The 4B sits at 0.57 GB. Half the size of the 8B, same 14x reduction from FP16. Context window drops to 32,768 tokens but the architecture is identical underneath, same end to end 1-bit coverage across every layer. Good middle ground if you are on a phone or a device where even 1.15 GB feels tight.
The 1.7B is 0.24 GB. The whole model is smaller than most profile photos used to be. Context is 32,768 tokens and it runs on basically anything, older Android phones, edge devices, hardware nobody would seriously consider running an LLM on six months ago. PrismML has not published separate benchmark tables for the 4B and 1.7B so I cannot tell you exactly what capability you trade away as you go smaller, but the compression ratio holds at 14x across all three.
All three come in GGUF for llama.cpp and MLX for Apple Silicon. Pick the size that fits your hardware, the setup process is identical.
You May Like: Gemma 4 Makes Local AI Agents Actually Practical
The simplest way to run it
If you just want to try it, Ollama is the fastest path. One command: ollama run digitsflow/bonsai-8b
That downloads the model and drops you into a chat session. From there you can connect any compatible UI, Open WebUI works well and gives you a proper chat interface without much setup.
If you want more control, the GitHub repo has pre-built binaries for Mac, Windows and Linux with a setup script that handles everything
One thing worth knowing if you go the manual route: the custom Q1_0 kernels are not in upstream llama.cpp yet. The setup script pulls PrismML’s fork automatically, but if you are building from source yourself, clone from PrismML-Eng/llama.cpp not the main repo or the speed advantage disappears.

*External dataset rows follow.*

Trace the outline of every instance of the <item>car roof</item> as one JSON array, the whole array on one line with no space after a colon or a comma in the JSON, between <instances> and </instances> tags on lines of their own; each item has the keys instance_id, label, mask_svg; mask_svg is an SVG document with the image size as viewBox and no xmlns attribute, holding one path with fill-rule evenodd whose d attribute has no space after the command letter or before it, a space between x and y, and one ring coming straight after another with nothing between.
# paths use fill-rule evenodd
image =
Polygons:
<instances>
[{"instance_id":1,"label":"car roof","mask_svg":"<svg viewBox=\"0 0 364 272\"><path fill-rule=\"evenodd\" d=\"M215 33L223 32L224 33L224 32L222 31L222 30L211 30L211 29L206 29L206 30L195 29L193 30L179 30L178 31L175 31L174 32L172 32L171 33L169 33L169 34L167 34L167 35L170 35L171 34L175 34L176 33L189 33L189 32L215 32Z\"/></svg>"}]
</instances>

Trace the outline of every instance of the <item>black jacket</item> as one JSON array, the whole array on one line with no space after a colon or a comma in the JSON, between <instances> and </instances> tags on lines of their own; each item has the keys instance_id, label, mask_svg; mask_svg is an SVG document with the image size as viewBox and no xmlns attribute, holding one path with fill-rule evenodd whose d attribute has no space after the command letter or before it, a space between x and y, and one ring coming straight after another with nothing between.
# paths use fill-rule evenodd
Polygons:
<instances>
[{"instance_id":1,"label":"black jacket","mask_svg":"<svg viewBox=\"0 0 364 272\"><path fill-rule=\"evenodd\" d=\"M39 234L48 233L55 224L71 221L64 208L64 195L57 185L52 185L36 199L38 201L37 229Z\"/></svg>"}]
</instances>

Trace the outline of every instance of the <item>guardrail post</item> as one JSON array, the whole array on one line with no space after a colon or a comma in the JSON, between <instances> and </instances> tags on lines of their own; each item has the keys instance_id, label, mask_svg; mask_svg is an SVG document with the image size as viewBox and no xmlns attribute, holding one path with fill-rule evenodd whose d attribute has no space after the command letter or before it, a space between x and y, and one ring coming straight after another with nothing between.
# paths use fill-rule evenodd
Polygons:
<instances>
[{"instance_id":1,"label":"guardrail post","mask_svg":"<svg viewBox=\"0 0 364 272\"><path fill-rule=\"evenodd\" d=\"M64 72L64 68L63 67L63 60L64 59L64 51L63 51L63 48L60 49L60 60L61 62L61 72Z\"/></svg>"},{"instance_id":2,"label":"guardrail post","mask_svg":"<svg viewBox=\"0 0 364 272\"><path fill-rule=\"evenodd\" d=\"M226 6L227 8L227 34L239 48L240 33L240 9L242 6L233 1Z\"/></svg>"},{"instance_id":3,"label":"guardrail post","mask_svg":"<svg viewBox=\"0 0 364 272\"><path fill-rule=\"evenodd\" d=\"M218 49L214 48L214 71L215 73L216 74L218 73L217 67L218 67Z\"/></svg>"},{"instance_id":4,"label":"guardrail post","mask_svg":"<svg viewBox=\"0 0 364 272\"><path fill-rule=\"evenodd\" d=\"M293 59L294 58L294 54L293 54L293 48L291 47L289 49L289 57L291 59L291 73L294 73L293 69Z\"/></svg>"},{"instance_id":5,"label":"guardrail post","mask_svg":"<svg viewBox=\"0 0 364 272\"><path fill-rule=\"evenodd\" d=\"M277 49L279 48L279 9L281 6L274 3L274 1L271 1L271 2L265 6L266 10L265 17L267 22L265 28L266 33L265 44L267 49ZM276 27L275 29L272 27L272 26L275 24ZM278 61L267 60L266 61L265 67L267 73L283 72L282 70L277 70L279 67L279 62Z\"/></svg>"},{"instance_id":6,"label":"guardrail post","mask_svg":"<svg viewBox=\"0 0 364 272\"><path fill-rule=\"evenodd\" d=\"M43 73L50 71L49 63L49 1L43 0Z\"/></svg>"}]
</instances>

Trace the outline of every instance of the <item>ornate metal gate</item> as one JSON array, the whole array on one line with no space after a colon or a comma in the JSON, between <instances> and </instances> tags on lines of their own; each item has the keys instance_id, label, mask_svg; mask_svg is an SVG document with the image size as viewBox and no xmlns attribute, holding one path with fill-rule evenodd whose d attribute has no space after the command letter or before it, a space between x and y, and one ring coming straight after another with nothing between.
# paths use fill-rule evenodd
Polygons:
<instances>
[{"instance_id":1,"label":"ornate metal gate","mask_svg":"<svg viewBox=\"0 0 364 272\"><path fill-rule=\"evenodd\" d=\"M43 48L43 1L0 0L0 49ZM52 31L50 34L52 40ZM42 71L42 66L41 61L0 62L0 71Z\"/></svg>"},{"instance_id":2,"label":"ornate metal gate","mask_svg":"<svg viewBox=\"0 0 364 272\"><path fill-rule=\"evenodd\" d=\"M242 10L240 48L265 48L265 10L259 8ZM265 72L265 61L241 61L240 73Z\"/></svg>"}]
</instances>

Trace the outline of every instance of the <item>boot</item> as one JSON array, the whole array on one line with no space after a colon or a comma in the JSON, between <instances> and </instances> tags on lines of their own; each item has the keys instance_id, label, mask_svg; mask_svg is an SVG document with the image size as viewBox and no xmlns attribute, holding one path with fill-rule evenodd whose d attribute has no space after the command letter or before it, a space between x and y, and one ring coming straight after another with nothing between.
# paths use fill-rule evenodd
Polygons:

There is also a Google Colab notebook if you want to test it without installing anything locally.
Where it breaks down
The MMLU-Pro reasoning score is 65.7 against Qwen 3 8B’s 83. That is the clearest signal of where the 1-bit tradeoff shows up. Complex multi-step reasoning takes a hit. If your use case lives there, the full precision models still have an edge.
There is also no native 1-bit hardware yet. Every speed gain here is software running on GPUs built for floating point. The numbers are already impressive but they are not what dedicated silicon would deliver. That hardware does not exist yet.
Mobile power measurements are estimated rather than hardware metered, worth keeping in mind when looking at the energy efficiency claims.
Who is this For
Bonsai is for people who have been waiting for a capable model that actually fits on their hardware. Something you can run locally, keep running, and build on. Its under Apache 2.0 license as well.
The reasoning gap is real and you should know about it. But for on device assistants, private inference, edge deployments, or just wanting a fast local model on a gaming laptop, nothing else at this size comes close right now.
If you are comfortable with Ollama, try it today. If you want to wait for independent benchmarks before committing, that is also reasonable. The Apache 2.0 license means nobody is going anywhere.